Returns the magic bytes used by every EXSK frame.

Builds a default ExDataSketch.Hash.Metadata block from a sketch's options keyword list.

Peeks at the version byte of an EXSK frame without parsing the body.

Types

decoded()

@type decoded() :: %{
  version: 1 | 2,
  sketch_id: non_neg_integer(),
  family_version: non_neg_integer(),
  metadata: ExDataSketch.Hash.Metadata.t() | nil,
  params: binary(),
  state: binary()
}

Functions

build_payload(params, state)

@spec build_payload(binary(), binary()) :: binary()

Builds the sketch payload for an EXSK v2 frame.

This is the inverse of the internal split_v2_payload/1 used by decode/1. Sketch modules call it to assemble their params + state bytes into a single payload before handing it to encode/3.

Examples

iex> ExDataSketch.Binary.build_payload(<<1, 2>>, <<10, 20, 30>>)
<<2, 0, 0, 0, 1, 2, 10, 20, 30>>

decode(bin)

@spec decode(binary()) :: {:ok, decoded()} | {:error, Exception.t()}

Decodes an EXSK frame (v1 or v2) into a uniform map.

The returned map always contains:

  • :version1 | 2

  • :sketch_id — the sketch family byte
  • :family_version — for v1, defaults to 0
  • :metadata — an ExDataSketch.Hash.Metadata struct for v2 frames, or nil for v1 frames (v1 has no metadata block)
  • :params — the sketch's params binary (sketch-specific layout)
  • :state — the sketch's state binary

v1 → uniform mapping

v1 frames carry params + state but no metadata block and no family_version. The decoder fills :metadata = nil and :family_version = 0 and otherwise behaves identically to the pre-v0.8 ExDataSketch.Codec.decode/1.

v2 → uniform mapping

v2 frames carry a metadata block but no longer carry a separate params binary. The payload (between the metadata and the CRC) is a length-prefixed <<params_size::u32-le, params::binary, state::binary>> pair so the per-sketch parser can recover both segments. This convention is internal to the EXSK v2 codec and is documented in plans/binary_contract.md.
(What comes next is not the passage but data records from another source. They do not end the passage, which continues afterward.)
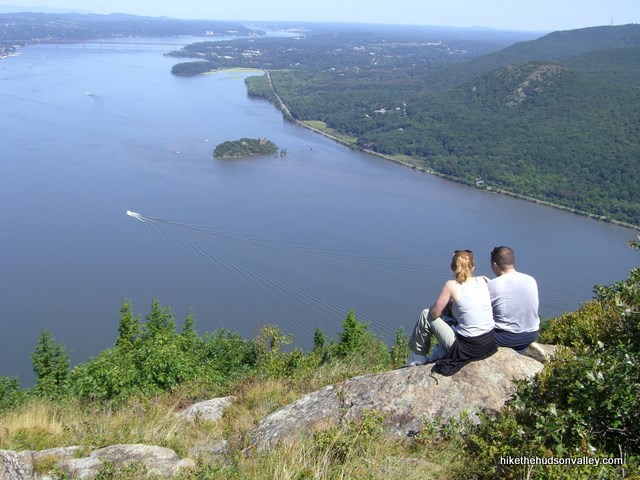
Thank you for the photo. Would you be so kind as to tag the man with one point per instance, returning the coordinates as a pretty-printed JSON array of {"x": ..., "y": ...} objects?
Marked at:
[{"x": 514, "y": 299}]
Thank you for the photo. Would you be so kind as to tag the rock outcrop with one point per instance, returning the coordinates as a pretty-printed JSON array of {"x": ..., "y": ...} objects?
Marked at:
[
  {"x": 157, "y": 461},
  {"x": 210, "y": 410},
  {"x": 406, "y": 397}
]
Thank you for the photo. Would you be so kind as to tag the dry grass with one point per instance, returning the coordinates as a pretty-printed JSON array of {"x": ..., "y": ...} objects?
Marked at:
[{"x": 40, "y": 424}]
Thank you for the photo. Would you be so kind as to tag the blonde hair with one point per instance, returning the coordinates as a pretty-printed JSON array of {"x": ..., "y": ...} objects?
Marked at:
[{"x": 462, "y": 265}]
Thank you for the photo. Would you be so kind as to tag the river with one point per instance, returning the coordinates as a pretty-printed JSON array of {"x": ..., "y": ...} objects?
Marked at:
[{"x": 92, "y": 131}]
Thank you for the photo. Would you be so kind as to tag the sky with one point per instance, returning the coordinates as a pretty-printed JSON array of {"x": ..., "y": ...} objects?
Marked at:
[{"x": 521, "y": 15}]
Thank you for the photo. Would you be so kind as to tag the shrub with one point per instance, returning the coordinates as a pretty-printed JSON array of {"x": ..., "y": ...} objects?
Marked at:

Returns {:ok, map} on success or {:error, %DeserializationError{}} on failure.

Examples

iex> v1 = ExDataSketch.Codec.encode(1, 1, <<14>>, <<0, 0>>)
iex> {:ok, decoded} = ExDataSketch.Binary.decode(v1)
iex> decoded.version
1
iex> decoded.metadata
nil
iex> decoded.params
<<14>>
iex> decoded.state
<<0, 0>>

encode(metadata, payload, opts \\ [])

@spec encode(ExDataSketch.Hash.Metadata.t(), binary(), keyword()) :: binary()
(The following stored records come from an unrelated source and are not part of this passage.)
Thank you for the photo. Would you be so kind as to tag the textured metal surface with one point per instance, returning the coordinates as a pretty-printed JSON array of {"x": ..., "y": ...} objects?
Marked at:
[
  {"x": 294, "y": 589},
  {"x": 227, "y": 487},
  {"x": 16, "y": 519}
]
Encodes a sketch into an EXSK v2 frame.

Arguments

  • metadata — an ExDataSketch.Hash.Metadata struct describing the hashing identity and sketch family. The struct's sketch_family and sketch_family_version are mirrored into the frame's sketch_family and family_version bytes.
  • payload — the sketch's serialized params + state bytes. Sketch modules typically concatenate their params binary and state binary here.
  • opts — optional keyword list. Recognized keys: :flags (must be 0 in v2; reserved).

Always produces a v2 frame. The legacy ExDataSketch.Codec.encode/4 remains available for callers that explicitly need a v1 frame, but no sketch in v0.8.0 uses it.

Examples

iex> meta = ExDataSketch.Hash.Metadata.new(:xxhash3, 0, 1, 1, :rust)
iex> bin = ExDataSketch.Binary.encode(meta, <<10, 20, 30>>)
iex> <<"EXSK", 2, _rest::binary>> = bin
iex> byte_size(bin) > 0
true

magic()

@spec magic() :: binary()

Returns the magic bytes used by every EXSK frame.

Examples

iex> ExDataSketch.Binary.magic()
"EXSK"

metadata_from_opts(sketch_family, family_version, opts)

@spec metadata_from_opts(non_neg_integer(), non_neg_integer(), keyword()) ::
  ExDataSketch.Hash.Metadata.t()

Builds a default ExDataSketch.Hash.Metadata block from a sketch's options keyword list.

Used by every sketch's serialize/1 implementation in v0.8.0. The resulting metadata block is stamped into the v2 frame header and is available to callers of decode/1 for cross-validation against the sketch's per-sketch params binary.

Arguments

  • sketch_family — the EXSK sketchid (matches `Codec.sketch_id*/0`).
  • family_version — the per-sketch state-layout version (currently 1 for every sketch).
  • opts — the sketch's opts keyword list. The function reads :hash_strategy (default :phash2) and :seed (default 0).

Examples

iex> meta = ExDataSketch.Binary.metadata_from_opts(1, 1, hash_strategy: :xxhash3, seed: 42)
iex> meta.algorithm
:xxhash3
iex> meta.seed
42
iex> meta.sketch_family
1

peek_version(arg1)

@spec peek_version(binary()) :: {:ok, 1 | 2} | {:error, Exception.t()}

Peeks at the version byte of an EXSK frame without parsing the body.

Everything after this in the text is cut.